Anche rispetto a questa diffusione del virus, c’è un caso emblematico. La scena del crimine è Garlasco. Dopo l’uccisione di Chiara, il paesino viene preso d’assalto. È estate, le notizie sono poche. Alberto Stasi è già diventato ”il colpevole”. Porta a porta non è ancora iniziato. Ma sui principali giornali si costruisce un romanzo con protagonisti e figuranti, tra cui le cugine di Chiara che si conquistano un ruolo di primo piano. I giornali le lanciano, le fanno diventare delle star. Quando però Fabrizio Corona, chiede loro di lavorare per la sua agenzia, la condanna è unanime: sta speculando su un omicidio. Ogni volta è così. Tutti ci sguazzano, tutti fanno grondare sangue a volontà, ma poi si sentono di dover accusare qualcun altro di aver superato il limite. Ma il limite lo abbiamo superato tutti. Le ricadute sono pesanti anche sui processi, fortemente condizionati dall’opinione pubblica. Amanda Knox ha dovuto fare i conti non con le prove degli inquirenti, non con la dinamica del delitto, ma con l’immagine da donna fatale, lei ragazzina, che giornali e tv le hanno cucito addosso e di cui, ancora oggi, non si è liberata. La hanno trattata da diva, per poi lamentarsi che si comportava da star. Non le hanno perdonato sguardi, magliette, il tono della voce, a volte considerato troppo emozionato, altre troppo spavaldo.
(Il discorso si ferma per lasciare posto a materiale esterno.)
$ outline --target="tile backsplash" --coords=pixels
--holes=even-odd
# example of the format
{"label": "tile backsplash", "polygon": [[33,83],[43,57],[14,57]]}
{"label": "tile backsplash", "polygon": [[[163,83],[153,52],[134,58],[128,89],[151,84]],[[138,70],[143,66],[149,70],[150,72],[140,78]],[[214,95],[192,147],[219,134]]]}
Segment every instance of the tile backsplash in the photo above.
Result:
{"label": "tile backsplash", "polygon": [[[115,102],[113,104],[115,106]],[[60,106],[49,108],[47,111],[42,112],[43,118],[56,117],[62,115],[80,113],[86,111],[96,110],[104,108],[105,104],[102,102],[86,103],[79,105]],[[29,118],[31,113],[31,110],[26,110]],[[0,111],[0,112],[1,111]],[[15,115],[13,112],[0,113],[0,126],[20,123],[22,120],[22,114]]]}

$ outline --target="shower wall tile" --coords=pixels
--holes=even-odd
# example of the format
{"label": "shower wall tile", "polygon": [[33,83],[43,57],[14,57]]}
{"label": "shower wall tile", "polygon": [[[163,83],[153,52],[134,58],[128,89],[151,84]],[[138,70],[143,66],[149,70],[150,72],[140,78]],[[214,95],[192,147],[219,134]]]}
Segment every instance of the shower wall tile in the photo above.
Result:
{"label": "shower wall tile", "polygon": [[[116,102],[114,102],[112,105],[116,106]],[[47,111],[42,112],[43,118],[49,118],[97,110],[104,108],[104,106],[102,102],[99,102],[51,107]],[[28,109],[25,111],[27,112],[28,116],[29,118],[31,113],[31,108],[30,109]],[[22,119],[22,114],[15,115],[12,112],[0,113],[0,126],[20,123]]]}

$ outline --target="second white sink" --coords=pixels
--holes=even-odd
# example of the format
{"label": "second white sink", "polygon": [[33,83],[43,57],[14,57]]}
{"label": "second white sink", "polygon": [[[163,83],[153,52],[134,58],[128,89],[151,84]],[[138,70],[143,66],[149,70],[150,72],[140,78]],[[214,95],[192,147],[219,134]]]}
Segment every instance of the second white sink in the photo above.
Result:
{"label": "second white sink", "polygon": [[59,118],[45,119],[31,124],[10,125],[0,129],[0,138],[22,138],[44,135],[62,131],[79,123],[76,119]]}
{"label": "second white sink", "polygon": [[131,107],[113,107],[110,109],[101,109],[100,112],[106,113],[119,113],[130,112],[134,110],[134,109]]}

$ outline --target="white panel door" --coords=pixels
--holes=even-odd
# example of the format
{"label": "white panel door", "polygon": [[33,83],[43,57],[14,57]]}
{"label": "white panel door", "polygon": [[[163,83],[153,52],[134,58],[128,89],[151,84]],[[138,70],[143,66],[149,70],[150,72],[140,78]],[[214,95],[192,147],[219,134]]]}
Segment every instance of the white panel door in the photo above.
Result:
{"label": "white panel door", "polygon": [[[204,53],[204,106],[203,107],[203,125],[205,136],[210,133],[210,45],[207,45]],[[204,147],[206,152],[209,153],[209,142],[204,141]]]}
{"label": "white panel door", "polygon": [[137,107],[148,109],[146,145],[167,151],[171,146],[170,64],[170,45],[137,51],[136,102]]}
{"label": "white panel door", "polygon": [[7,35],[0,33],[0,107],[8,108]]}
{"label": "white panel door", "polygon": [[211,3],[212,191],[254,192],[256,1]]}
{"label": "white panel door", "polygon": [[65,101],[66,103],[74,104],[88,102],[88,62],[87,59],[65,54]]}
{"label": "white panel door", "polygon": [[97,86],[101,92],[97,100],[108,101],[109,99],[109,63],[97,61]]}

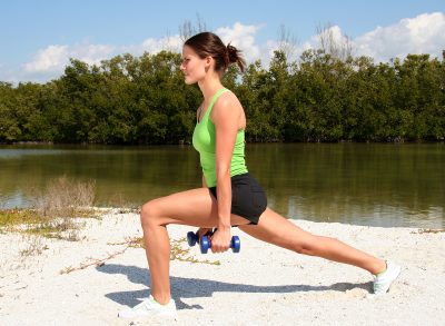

Su Amanda hanno fatto più di un film, l’ultimo di Winterbottom. Per fortuna però c’è anche la buona letteratura che resiste e ci aiuta un po’ a capire, non tanto cosa stia accadendo, ma cosa potrebbe accadere a ognuno di noi, se dovesse finire nello stesso tritacarne. Leggete, se non lo avete già fatto, Persecuzione, prima parte del dittico Il fuoco amico dei ricordi di Alessandro Piperno. Lo scrittore, che con questo romano ha vinto il premio Strega, parla della caduta agli inferi di un uomo. Il protagonista è un affermato professionista che viene accusato di pedofilia. Non è colpevole, ma tutto porta a credere che lo sia. Si lascia morire, come lo scarafaggio di Kafka, tornando al grado di zero di umanità che il nostro mondo ha dimenticato. Lo scarafaggio è la possibilità di identificarsi con chi soffre, con chi subisce una accusa ingiusta. Non perdiamo questa capacità, perché domani potrebbe accadere anche a noi.